For one thousand years, after Hammurabi had consolidated the unity of the Assyrian Empire, the main concern had been survival in a way of life close to that found in the Bible stories about Abraham and the patriarchs.  Then, after the year 900, new energy brings the Assyrians into the Bible stories of the history of Judah, with wars and treaties involving kings such as Sennacherib (705-681).

Babylon was burned in 648, in response to a regionalistic uprising against the Assyrian kings, so the local citizens called in the Medes (who were Indo-Europeans) and in 612 Nineveh fell to the new dynasty.  Under Nebuchadrezzar II (605-561) there was war with Egypt and inva­sion of Palestine.  In 598 the people around Jerusalem (Judah) rebelled, the king and 3000 citizens were taken back to Mesopotamia. When the survivors rebelled again in 589, Nebuchadrezzar (also known as Nebuchadnezzar,  reigned 605 - 561) destroyed Jerusalem after a siege which lasted until 587.

This marks the beginning of the Exile, a vital time in Israel's history, for the Jewish exiles were not dispersed among the population of Mesopo­tamia; they continued to live close together.  Their special religion served as a uniting force, and while studying the written "scriptures" (writings) they had brought with them, rewriting other records, and so composing the core of the Jewish Bible (called the Old Testament by Christians)  they waited for the Lord of their past history to save them as he had saved their fore­fathers from Egypt.
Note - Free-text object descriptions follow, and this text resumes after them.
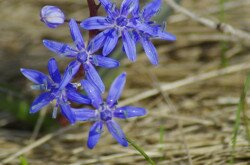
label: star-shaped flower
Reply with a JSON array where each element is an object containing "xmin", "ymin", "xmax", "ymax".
[
  {"xmin": 43, "ymin": 19, "xmax": 120, "ymax": 93},
  {"xmin": 80, "ymin": 0, "xmax": 176, "ymax": 65},
  {"xmin": 81, "ymin": 0, "xmax": 140, "ymax": 61},
  {"xmin": 131, "ymin": 0, "xmax": 176, "ymax": 65},
  {"xmin": 73, "ymin": 72, "xmax": 147, "ymax": 149},
  {"xmin": 20, "ymin": 58, "xmax": 91, "ymax": 124}
]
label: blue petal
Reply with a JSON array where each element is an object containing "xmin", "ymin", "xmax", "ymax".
[
  {"xmin": 20, "ymin": 68, "xmax": 50, "ymax": 85},
  {"xmin": 87, "ymin": 29, "xmax": 109, "ymax": 54},
  {"xmin": 114, "ymin": 106, "xmax": 147, "ymax": 119},
  {"xmin": 69, "ymin": 19, "xmax": 85, "ymax": 50},
  {"xmin": 43, "ymin": 40, "xmax": 78, "ymax": 58},
  {"xmin": 99, "ymin": 0, "xmax": 119, "ymax": 17},
  {"xmin": 30, "ymin": 92, "xmax": 53, "ymax": 113},
  {"xmin": 87, "ymin": 121, "xmax": 103, "ymax": 149},
  {"xmin": 129, "ymin": 22, "xmax": 158, "ymax": 37},
  {"xmin": 81, "ymin": 79, "xmax": 103, "ymax": 109},
  {"xmin": 102, "ymin": 29, "xmax": 118, "ymax": 56},
  {"xmin": 157, "ymin": 30, "xmax": 176, "ymax": 41},
  {"xmin": 84, "ymin": 63, "xmax": 105, "ymax": 93},
  {"xmin": 142, "ymin": 0, "xmax": 161, "ymax": 21},
  {"xmin": 140, "ymin": 36, "xmax": 158, "ymax": 65},
  {"xmin": 72, "ymin": 108, "xmax": 97, "ymax": 121},
  {"xmin": 107, "ymin": 72, "xmax": 126, "ymax": 107},
  {"xmin": 131, "ymin": 0, "xmax": 140, "ymax": 17},
  {"xmin": 106, "ymin": 120, "xmax": 128, "ymax": 147},
  {"xmin": 80, "ymin": 16, "xmax": 111, "ymax": 30},
  {"xmin": 91, "ymin": 55, "xmax": 120, "ymax": 68},
  {"xmin": 120, "ymin": 0, "xmax": 138, "ymax": 16},
  {"xmin": 60, "ymin": 103, "xmax": 76, "ymax": 124},
  {"xmin": 47, "ymin": 58, "xmax": 61, "ymax": 83},
  {"xmin": 122, "ymin": 30, "xmax": 136, "ymax": 62},
  {"xmin": 58, "ymin": 61, "xmax": 81, "ymax": 90},
  {"xmin": 67, "ymin": 89, "xmax": 91, "ymax": 104},
  {"xmin": 99, "ymin": 0, "xmax": 113, "ymax": 11}
]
Since the Lord had always acted in history through human agents, and not by some kind of divine intervention, it was no great surprise when the long-awaited liberation from Exile and return to Jerusalem came from the Persian king Cyrus in 536, after his conquest of Babylon.

 There they rebuilt the Jerusalem Temple, which was rededicated in 516.  Only later, around 445, did they rebuild the city walls.  Almost two generations had lived and died away from the "Holy Land", yet they had forgotten nothing of their faith.  This miraculous return from Exile and apparent disaster did not mean that Judah was able to become an independent state. Like Egypt, it remained part of the Persian zone of influence until the campaigns of Alexander the Great changed the face of the region. After that, the Jews were ruled by either the Ptolemies of Egypt or the Seleucids in Syrian Antioch.